Friday, March 7, 2014

Don't hesitate, nominate!

Did you know today was International Women's Day? (I didn't, thanks Google!).

Celebrate by checking out a great post about gender inequities in nominations and awards for American Geophysical Union (AGU) Honors by Jessica Ball who writes at Magma Cum Laude at AGU blogs. (you gotta love a good academics/volcano/latin pun :)

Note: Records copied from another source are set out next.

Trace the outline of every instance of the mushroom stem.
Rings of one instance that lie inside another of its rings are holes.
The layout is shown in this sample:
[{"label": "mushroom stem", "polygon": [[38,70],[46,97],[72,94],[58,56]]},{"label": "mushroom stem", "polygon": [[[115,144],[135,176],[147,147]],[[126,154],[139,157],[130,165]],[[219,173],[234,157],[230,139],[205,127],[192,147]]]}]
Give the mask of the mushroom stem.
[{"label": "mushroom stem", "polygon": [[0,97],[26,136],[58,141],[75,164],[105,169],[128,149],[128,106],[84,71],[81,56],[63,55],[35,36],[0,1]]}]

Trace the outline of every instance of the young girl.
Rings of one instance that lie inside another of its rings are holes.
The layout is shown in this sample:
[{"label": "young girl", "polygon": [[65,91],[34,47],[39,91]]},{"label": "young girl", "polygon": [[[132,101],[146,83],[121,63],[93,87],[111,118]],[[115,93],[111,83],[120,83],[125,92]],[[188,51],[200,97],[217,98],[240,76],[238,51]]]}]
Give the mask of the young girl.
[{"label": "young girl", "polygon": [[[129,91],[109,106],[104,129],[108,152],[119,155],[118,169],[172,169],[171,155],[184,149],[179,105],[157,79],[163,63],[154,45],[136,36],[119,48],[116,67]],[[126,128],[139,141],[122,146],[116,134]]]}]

Make a difference and nominate someone for an AGU honor before March 15!  
Read through the award listrequirements and the FAQ and see what YOU can do to recognize people.

Story behind the paper

My first paper on my dissertation work studying the pink berry microbial consortia was recently published - YAY!  To give folks some insight as to why I'm so excited about this project, I wrote a "Story behind the paper" article as a guest post on my adviser Jonathan Eisen's blog.  Check it out!

Story behind the paper:

http://phylogenomics.blogspot.com/2014/03/guest-post-by-lizzy-wilbanks-story.html

Actual publication:

Wilbanks EG, Jaekel U, Salman V, Humphrey PT, Eisen JA, Facciotti MT, Zinder SH, Buckley DH, Druschel GK, Fike DA, Orphan VJ. (Accepted, 2014). Microscale sulfur cycling in the phototrophic pink berry consortia of the Sippewissett Salt Marsh. Environmental Microbiology. doi:10.1111/1462-2920.12388

Aren't they just darling?
The pink berries, bright little balls of bacteria, in a handful of marsh sediment

Getting started!

Below is one of my very favorite quotes.  It beautifully captures the reason I love my job as a microbial ecologist.  Studying more-or-less invisible creatures may sound boring or frustrating, but with a just little bit of vision, it's one of the most exciting expeditions imaginable. 

This is my vision for the Wild Microbe blog: to share little pieces of this world with you through stories about my own experiences, musing about amazing microbes, and overviews of recent publications.  Stay tuned!

"If I could do it all over again, and relive my vision in the twenty-first century, I would be a microbial ecologist. 

Ten billion bacteria live in a gram of ordinary soil, a mere pinch held between thumb and forefinger. They represent thousands of species, almost none of which are known to science.  Into that world I would go with the aid of modern microscopy and molecular analysis. 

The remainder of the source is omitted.